Hampshire & Isle of Wight

Commissioner defends new review of police headquarters

Hampshire and Isle of Wight police and crime commissioner Simon Hayes
Image caption Simon Hayes said an outside expert was needed to take a "fresh look" at the plans

The appointment of a consultant to review a new headquarters for Hampshire Constabulary has been defended by the police and crime commissioner.

Oona Muirhead has been given up to eight weeks to assess the £83m plan to redevelop the force's estate.

She will look at Alpha Park near Eastleigh, which was bought for £9.2m as part of the review costing £10,000.

Police and crime commissioner Simon Hayes said an outside expert was needed to take a "fresh look" at plans.

'Fresh look'

He said: "I wanted a fresh look, somebody who hasn't been involved in this for the last eight years or so, somebody who is outside the police or even better, has worked in the public sector and somebody with experience of running projects of this size.
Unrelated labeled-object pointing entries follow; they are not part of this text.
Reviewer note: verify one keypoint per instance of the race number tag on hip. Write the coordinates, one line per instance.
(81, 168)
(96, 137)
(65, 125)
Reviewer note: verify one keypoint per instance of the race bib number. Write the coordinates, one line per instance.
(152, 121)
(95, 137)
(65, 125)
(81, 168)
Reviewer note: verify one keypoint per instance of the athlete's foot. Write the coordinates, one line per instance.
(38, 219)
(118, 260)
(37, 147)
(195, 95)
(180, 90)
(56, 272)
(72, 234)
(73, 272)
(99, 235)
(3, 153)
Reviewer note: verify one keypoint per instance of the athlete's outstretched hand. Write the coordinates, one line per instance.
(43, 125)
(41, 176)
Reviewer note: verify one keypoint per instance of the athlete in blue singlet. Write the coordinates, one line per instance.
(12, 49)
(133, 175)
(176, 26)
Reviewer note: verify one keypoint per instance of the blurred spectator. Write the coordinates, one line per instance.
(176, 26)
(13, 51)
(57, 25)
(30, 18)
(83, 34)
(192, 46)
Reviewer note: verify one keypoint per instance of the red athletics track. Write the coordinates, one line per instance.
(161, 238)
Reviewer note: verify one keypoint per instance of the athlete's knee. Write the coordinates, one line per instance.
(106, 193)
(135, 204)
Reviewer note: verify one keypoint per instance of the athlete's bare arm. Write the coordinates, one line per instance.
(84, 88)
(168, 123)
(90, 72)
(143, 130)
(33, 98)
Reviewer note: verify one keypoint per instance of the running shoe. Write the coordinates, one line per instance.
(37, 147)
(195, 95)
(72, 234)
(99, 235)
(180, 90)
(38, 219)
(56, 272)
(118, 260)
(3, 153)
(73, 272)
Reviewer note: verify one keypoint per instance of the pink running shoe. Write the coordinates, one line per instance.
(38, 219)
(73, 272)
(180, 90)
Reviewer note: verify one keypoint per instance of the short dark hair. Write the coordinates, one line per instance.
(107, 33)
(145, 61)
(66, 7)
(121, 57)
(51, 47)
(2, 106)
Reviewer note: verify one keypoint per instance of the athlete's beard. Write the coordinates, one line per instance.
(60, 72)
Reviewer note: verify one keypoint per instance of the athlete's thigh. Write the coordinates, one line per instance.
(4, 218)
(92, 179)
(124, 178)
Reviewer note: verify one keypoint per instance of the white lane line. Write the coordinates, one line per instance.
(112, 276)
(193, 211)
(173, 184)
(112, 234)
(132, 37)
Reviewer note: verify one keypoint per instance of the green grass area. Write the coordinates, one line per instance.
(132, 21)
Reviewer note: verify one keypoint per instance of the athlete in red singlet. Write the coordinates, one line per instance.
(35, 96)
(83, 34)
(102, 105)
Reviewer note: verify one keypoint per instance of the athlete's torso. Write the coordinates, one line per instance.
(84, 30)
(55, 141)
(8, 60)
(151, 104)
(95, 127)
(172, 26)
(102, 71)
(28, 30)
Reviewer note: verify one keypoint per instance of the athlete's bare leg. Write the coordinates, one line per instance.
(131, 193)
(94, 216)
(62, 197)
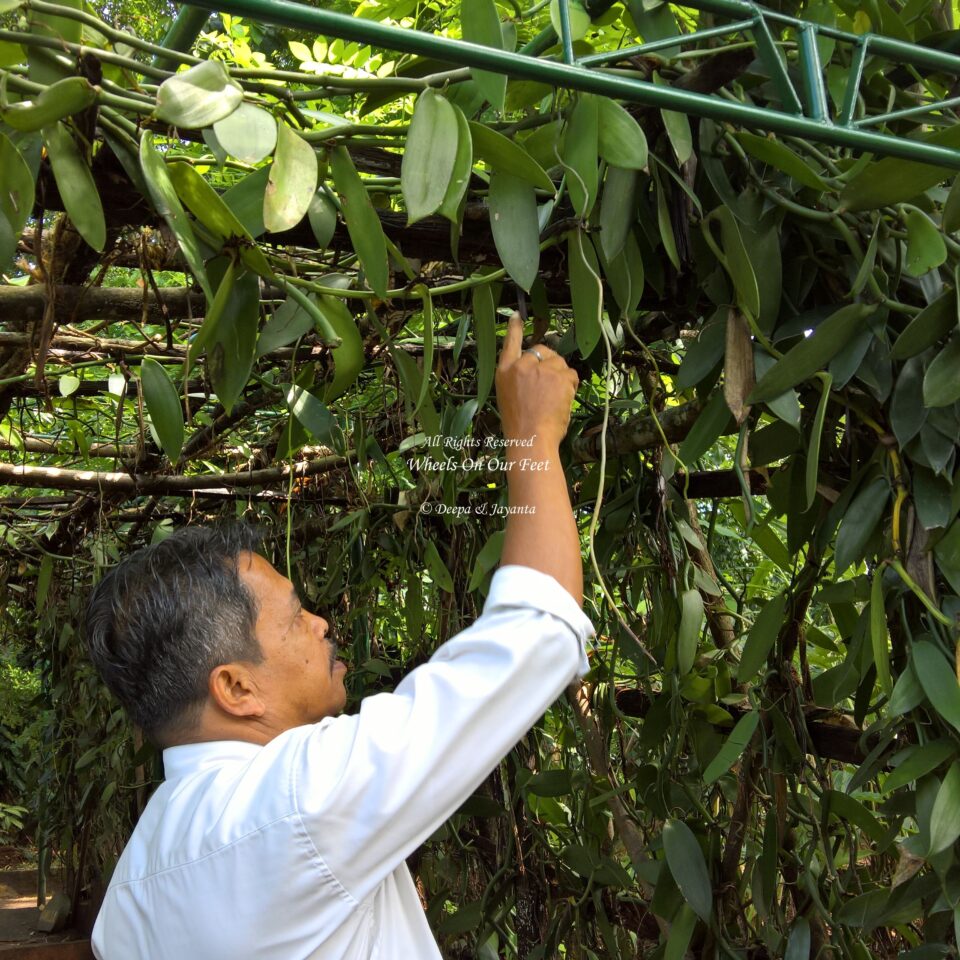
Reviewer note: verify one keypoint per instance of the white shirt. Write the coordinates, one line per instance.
(295, 850)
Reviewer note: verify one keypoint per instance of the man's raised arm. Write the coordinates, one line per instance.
(535, 390)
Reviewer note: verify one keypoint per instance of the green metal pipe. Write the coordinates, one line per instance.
(853, 82)
(770, 56)
(816, 95)
(897, 50)
(287, 13)
(641, 49)
(566, 36)
(186, 27)
(909, 112)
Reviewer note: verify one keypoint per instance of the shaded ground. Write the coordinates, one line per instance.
(18, 901)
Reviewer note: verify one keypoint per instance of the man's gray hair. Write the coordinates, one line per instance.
(164, 617)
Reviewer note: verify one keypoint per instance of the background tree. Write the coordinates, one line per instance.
(265, 278)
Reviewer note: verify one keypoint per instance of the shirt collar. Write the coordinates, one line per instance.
(189, 758)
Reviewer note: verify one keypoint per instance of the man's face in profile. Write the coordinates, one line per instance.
(299, 679)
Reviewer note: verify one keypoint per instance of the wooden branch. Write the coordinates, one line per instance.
(76, 304)
(638, 433)
(67, 448)
(832, 741)
(718, 484)
(55, 478)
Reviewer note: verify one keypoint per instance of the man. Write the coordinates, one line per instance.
(281, 829)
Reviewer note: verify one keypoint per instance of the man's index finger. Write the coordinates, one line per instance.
(512, 342)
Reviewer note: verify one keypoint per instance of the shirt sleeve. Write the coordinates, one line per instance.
(373, 786)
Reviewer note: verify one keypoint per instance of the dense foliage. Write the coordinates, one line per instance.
(266, 278)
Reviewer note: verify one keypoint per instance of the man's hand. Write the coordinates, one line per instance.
(534, 396)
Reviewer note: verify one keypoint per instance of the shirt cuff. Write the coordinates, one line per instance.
(518, 586)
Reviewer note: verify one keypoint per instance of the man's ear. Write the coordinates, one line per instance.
(234, 691)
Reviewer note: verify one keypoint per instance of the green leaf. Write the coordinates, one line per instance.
(786, 406)
(733, 747)
(738, 263)
(78, 190)
(705, 354)
(68, 384)
(916, 762)
(798, 945)
(288, 322)
(43, 69)
(322, 214)
(312, 413)
(168, 205)
(941, 382)
(691, 622)
(685, 859)
(292, 183)
(516, 230)
(761, 638)
(245, 199)
(927, 327)
(65, 98)
(779, 155)
(925, 245)
(945, 816)
(586, 291)
(348, 358)
(678, 132)
(215, 313)
(163, 405)
(938, 678)
(879, 635)
(858, 524)
(485, 334)
(813, 353)
(681, 933)
(249, 133)
(621, 141)
(714, 419)
(424, 291)
(487, 559)
(579, 153)
(813, 449)
(664, 223)
(892, 180)
(209, 208)
(16, 199)
(363, 224)
(618, 209)
(579, 19)
(429, 155)
(907, 412)
(844, 807)
(438, 569)
(551, 783)
(502, 155)
(462, 170)
(625, 276)
(198, 97)
(231, 343)
(866, 267)
(481, 24)
(950, 219)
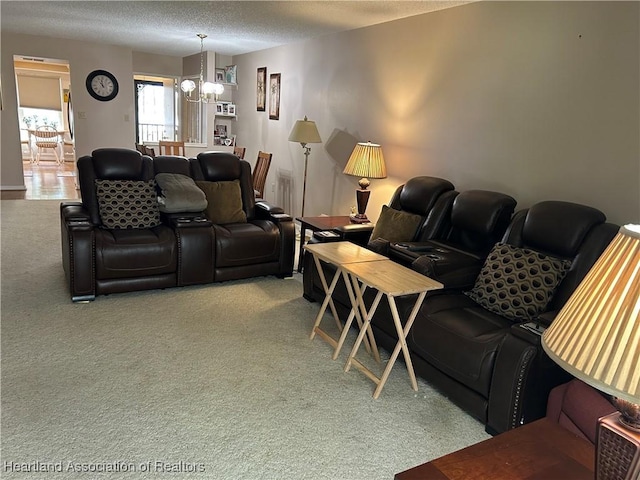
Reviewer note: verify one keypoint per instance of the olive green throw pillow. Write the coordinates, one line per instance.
(396, 226)
(224, 202)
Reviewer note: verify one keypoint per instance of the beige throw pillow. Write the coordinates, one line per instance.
(224, 202)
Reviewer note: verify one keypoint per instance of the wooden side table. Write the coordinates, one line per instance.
(341, 254)
(392, 280)
(315, 224)
(541, 450)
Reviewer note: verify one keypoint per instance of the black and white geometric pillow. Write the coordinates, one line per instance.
(128, 204)
(517, 283)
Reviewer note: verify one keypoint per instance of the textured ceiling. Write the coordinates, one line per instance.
(233, 27)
We didn't have that criteria in-house."

The future of Alpha Park, which has stood empty since being bought in 2008, has been thrown into doubt amid Mr Hayes' concerns about the cost of moving Hampshire Constabulary's headquarters there.

The now defunct Hampshire Police Authority announced in September some services would transfer to the site.

Mr Hayes said he launched the review after discovering the move would cost £15m.

Image caption The police-owned property at Alpha Park has been unused since it was bought in 2008

Redevelopment plans also included purchasing a building in the city centre and investing in custody provision.

Mr Hayes added: "We are spending £10,000 just to review the estate, but we would be spending £15m to move into Alpha Park.

"I accept that it's an expensive process to move into a building, but I don't think we need to spend £15m."

The police and crime commissioner's office said staff jobs were not under threat as a result of the review.

It comes as Hampshire's force tries to save £54m by April 2015 due to government spending cuts.